I read a book that impacted me a lot: “So You’ve Been Publicly Shamed”. I remember this passage very clearly: “The common assumption is that public punishments died out in the new great metropolises because they’d been judged useless. Everyone was too busy being industrious to bother to trail a transgressor through the city crowds. But according to the documents I found that wasn’t it at all. They didn’t fizzle out because they were ineffective. They were stopped because they were far too brutal”.

To those who see versions upon versions of Louis C.K.s trying to get back to the same old, same old, nothing should be forgiven. It is easy to see the villains these ways, when they are stick figures with horns. It is much harder to acknowledge that even they are people with emotions. That they may be scared and feel humiliated. That they may not have the space or support to analyse their wrongdoings because they are too busy outrunning an angry mob. That they do not deserve to be obliterated, but might actually wish to have a life half-worth living after having lost friends, jobs and everything as they knew it. It is hard to have empathy for the bad guy. But I always try to keep in mind that there is a very good reason why we don’t do eye for an eye, vigilante justice or why we don’t ask the family of the victim to tell us a worthwhile punishment for an accused.


And last but not least, there is community.
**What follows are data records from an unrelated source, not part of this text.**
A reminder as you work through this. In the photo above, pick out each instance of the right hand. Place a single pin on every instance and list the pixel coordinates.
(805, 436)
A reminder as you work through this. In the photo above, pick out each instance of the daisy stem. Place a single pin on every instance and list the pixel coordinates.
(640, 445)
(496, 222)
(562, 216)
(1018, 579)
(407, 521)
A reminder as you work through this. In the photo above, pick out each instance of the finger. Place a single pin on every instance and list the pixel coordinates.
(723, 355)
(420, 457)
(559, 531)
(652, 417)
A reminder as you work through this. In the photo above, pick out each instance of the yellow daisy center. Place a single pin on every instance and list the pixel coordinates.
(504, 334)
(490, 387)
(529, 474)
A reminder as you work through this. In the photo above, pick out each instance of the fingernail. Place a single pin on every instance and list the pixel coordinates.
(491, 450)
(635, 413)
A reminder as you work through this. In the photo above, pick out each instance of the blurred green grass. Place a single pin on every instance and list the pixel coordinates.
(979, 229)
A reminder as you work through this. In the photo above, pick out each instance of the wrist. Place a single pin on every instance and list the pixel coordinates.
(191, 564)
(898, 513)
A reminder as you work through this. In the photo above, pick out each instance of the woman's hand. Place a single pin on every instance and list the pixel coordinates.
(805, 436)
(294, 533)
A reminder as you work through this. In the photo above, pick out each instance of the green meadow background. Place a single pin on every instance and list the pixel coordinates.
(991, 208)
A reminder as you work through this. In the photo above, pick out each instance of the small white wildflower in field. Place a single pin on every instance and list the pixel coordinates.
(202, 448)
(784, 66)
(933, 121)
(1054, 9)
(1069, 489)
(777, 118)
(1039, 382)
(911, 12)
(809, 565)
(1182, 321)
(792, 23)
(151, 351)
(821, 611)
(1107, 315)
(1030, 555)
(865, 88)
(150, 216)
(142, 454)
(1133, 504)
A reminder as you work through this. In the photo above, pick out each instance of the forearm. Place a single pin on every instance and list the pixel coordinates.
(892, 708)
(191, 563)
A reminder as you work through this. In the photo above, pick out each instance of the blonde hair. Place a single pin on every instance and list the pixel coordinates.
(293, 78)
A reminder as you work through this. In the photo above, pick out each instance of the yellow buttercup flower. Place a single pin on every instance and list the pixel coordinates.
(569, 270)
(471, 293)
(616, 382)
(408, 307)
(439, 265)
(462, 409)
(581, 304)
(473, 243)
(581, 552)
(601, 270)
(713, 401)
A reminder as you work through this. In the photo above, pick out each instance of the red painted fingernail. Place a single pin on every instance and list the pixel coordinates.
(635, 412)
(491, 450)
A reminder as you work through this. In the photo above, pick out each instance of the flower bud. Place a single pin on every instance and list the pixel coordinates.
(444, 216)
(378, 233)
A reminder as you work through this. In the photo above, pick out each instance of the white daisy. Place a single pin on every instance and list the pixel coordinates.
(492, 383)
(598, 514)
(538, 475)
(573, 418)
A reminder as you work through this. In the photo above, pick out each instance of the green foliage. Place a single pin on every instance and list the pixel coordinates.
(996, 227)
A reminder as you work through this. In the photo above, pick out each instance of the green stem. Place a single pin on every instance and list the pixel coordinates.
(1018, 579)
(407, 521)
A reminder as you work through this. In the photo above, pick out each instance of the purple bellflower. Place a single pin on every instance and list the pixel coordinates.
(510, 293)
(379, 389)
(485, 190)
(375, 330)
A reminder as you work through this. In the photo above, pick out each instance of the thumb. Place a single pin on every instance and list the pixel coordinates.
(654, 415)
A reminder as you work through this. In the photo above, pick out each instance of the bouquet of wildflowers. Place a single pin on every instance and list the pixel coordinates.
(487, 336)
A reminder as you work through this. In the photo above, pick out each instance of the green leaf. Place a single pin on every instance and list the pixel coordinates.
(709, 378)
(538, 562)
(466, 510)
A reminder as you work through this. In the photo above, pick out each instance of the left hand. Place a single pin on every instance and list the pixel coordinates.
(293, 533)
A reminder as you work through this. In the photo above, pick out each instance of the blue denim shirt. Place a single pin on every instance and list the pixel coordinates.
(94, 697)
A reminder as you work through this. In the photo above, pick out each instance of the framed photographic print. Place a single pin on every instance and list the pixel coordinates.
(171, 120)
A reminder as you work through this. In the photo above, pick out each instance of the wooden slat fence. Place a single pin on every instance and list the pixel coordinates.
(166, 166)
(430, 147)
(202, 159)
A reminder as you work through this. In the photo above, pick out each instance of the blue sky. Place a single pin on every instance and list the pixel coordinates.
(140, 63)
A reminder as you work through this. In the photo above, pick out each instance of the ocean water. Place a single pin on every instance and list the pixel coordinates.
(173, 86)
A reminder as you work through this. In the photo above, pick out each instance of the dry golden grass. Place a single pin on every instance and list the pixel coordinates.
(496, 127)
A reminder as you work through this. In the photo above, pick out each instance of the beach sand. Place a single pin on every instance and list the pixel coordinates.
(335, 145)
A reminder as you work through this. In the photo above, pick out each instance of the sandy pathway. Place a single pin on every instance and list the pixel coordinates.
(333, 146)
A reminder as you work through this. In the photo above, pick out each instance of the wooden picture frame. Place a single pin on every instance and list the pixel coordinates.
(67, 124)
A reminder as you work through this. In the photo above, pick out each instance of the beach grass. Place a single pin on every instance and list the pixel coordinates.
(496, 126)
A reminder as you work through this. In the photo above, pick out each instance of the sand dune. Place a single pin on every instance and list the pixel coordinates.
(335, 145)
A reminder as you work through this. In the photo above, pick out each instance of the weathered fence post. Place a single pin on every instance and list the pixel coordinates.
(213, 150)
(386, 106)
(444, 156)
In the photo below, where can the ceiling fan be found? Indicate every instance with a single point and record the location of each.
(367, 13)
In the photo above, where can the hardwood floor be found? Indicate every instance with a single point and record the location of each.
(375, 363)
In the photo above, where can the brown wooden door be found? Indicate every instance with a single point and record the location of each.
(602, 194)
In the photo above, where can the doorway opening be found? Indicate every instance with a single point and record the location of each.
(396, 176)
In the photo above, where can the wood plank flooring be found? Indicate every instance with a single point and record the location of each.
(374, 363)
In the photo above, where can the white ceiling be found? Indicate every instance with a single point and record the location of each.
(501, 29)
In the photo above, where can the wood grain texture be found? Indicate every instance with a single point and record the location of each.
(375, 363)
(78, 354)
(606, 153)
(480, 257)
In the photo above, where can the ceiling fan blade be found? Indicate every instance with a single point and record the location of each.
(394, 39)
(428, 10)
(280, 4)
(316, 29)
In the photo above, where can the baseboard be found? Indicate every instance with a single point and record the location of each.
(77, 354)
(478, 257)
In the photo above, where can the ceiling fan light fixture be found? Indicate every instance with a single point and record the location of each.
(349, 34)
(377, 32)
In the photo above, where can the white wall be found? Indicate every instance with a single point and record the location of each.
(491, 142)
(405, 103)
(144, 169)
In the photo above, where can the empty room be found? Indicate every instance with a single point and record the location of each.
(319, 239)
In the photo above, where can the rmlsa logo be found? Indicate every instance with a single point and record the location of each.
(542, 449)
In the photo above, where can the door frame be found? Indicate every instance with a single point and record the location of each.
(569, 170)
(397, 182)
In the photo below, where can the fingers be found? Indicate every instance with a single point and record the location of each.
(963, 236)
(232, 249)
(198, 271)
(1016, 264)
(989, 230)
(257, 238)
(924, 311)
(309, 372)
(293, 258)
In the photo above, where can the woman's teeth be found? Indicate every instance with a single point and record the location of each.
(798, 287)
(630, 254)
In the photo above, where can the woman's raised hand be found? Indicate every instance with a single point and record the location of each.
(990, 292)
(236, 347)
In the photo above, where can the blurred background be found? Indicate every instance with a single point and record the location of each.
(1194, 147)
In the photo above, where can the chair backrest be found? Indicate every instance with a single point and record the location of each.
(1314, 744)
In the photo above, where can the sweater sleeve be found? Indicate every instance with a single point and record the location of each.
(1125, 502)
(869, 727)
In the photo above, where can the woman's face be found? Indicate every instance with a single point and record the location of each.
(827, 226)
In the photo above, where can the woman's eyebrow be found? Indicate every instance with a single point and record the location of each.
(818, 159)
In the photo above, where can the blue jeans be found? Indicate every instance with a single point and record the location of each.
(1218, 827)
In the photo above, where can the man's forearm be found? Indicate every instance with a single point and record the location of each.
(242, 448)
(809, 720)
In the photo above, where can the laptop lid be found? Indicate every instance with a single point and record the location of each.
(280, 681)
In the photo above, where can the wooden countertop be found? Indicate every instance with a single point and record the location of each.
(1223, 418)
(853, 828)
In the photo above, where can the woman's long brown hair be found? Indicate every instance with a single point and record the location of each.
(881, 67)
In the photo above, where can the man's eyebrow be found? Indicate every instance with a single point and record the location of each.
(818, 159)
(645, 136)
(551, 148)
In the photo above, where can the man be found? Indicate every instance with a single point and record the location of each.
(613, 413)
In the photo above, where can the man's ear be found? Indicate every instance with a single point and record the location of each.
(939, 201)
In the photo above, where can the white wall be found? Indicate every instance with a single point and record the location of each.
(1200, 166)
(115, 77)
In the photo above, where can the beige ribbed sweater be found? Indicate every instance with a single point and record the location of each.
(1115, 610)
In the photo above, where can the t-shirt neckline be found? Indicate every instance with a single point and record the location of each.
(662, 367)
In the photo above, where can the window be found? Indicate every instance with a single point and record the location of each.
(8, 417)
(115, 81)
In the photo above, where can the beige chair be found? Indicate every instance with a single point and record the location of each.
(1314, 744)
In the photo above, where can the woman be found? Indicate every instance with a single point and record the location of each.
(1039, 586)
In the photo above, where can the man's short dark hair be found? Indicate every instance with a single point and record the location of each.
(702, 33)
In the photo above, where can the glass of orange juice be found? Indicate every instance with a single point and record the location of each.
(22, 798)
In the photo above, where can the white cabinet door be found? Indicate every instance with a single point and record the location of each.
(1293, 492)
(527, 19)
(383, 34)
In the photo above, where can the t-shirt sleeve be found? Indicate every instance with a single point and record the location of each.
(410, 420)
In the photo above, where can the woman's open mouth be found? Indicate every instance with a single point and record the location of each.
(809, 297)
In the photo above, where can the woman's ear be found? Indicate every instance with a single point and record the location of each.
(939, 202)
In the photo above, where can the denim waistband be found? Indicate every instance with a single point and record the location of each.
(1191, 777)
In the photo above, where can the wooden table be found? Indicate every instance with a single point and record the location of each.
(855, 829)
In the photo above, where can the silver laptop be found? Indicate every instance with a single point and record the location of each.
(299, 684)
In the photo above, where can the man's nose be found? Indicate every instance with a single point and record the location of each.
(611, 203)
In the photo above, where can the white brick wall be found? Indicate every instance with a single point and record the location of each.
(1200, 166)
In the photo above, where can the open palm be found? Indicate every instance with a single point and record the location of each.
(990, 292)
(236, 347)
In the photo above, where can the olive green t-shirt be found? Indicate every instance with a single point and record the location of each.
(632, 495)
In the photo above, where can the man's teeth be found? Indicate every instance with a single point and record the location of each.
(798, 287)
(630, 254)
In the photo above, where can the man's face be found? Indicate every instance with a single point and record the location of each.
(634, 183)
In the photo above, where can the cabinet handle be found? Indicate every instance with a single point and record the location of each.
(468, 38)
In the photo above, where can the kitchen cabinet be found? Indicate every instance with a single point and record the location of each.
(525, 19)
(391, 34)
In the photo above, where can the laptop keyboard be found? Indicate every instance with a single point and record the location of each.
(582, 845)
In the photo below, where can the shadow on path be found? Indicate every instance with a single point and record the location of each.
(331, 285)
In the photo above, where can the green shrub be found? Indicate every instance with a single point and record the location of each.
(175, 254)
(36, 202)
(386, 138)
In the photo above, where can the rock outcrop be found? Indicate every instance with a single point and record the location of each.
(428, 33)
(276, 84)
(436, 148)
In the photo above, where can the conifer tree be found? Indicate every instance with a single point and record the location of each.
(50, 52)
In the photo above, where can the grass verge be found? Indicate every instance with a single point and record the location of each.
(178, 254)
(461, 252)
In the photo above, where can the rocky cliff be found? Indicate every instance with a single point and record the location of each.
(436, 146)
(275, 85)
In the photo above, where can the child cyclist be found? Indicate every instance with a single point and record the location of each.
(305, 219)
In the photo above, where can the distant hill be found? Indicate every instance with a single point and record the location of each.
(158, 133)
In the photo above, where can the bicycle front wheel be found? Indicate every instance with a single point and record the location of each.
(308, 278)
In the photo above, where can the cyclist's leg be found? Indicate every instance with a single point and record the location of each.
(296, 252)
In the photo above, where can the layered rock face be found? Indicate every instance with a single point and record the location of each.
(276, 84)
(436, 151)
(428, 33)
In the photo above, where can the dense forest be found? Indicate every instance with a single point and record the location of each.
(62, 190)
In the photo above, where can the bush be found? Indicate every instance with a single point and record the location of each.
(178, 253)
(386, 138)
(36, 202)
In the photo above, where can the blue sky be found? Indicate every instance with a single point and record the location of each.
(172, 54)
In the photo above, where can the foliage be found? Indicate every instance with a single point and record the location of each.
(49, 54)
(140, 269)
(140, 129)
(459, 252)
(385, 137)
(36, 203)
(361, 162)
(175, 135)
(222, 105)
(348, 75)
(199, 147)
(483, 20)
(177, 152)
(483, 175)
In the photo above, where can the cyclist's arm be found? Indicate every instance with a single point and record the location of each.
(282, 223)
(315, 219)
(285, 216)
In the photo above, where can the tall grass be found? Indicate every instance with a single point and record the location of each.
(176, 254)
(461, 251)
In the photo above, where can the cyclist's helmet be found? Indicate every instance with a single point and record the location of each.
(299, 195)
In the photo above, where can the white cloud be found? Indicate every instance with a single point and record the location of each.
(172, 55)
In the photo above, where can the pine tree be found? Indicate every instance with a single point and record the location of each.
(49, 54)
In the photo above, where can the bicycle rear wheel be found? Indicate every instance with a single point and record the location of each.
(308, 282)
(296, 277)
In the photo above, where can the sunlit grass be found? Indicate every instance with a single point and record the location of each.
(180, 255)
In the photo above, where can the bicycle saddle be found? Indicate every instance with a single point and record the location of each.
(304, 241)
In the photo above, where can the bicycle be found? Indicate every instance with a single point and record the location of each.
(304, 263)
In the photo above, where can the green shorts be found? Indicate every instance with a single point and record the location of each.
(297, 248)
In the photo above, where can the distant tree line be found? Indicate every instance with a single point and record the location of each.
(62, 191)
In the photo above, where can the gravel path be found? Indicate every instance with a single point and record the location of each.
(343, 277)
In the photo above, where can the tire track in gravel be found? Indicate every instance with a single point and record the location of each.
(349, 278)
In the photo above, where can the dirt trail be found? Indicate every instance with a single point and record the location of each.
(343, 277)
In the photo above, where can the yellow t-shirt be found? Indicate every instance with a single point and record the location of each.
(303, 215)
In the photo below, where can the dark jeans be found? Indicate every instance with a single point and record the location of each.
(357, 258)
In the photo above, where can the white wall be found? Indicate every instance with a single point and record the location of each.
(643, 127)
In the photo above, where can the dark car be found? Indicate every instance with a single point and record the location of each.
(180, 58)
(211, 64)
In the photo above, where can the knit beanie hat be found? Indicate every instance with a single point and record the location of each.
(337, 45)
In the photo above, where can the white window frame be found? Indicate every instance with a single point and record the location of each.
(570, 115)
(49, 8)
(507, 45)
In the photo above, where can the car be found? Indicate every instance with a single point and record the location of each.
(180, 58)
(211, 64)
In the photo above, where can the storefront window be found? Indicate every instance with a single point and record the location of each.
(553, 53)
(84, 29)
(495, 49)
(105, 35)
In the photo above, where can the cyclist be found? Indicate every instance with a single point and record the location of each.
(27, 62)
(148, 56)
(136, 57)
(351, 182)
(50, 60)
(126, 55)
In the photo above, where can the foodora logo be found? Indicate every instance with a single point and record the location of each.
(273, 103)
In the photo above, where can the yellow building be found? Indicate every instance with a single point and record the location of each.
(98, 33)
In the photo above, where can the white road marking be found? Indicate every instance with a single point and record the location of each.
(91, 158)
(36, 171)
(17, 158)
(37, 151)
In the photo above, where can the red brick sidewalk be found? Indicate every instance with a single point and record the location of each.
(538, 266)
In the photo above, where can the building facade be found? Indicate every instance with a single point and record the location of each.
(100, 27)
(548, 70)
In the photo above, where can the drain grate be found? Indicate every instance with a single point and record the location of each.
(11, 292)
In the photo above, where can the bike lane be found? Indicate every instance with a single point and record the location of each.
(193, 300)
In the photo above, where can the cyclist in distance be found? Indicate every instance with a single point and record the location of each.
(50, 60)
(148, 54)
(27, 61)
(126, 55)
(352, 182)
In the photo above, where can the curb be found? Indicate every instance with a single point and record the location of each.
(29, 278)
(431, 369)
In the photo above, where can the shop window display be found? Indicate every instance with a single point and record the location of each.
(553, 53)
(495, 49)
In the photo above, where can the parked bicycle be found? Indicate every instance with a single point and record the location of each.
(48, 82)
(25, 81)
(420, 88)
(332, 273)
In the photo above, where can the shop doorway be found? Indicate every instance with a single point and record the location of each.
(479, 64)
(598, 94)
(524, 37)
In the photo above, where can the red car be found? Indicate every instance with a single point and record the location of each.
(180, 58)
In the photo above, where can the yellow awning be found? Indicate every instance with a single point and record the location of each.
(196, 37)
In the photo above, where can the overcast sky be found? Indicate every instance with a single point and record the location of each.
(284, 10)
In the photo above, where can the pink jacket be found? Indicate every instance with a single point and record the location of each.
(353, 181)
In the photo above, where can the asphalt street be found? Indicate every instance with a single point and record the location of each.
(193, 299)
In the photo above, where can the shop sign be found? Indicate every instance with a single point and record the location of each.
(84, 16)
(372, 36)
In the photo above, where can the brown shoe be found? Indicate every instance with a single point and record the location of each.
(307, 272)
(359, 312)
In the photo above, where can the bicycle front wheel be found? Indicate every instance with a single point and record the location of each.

Community which means people, actual people. Some who will accuse, some who will defend. Ultimately all of them divided, enraged, confused. Many will have lost an idol in this process. Some will have lost a friend, a mentor, someone they looked up to. All of them will most likely have lost all the good work the abuser has done. Because it is difficult to pick up morsels of information and wash them clean of the stench of scandal. It is very hard to separate the abuser from the work he has done. Can you like a picture made by someone who destroyed lives? Is it ethical to do so? Beyond the ethics, can you still look at yourself in the mirror if you do? Who are you and what does it say about you if your outrage at bad behaviour does not engulf your admiration for the contributions of an abuser?

And speaking of communities can be abstract, cold, statistical. But communities are composed of all of these people. The abusers. The victims of the accused. The victims of others who have yet to be accused who learn that their current pain might be better than the pain of being dissected in public and found “not abused enough”. The divided friends who take opposing sides. The confused and saddened who see their homes rocked again and again from the very foundations. What can be done about this? Where do we go from here? Do we tolerate unacceptable behaviour to not cause drama? Did we fix anything through the anger, however justified it is? If we abandon our anger, are we left with any actual means of defending those hurt, of restoring order, of making anything better? I don’t have any answers. I have only questions. Where do we go from here? After all, I am a victim, I have hurt others, I am confused, I have been divided, I am community.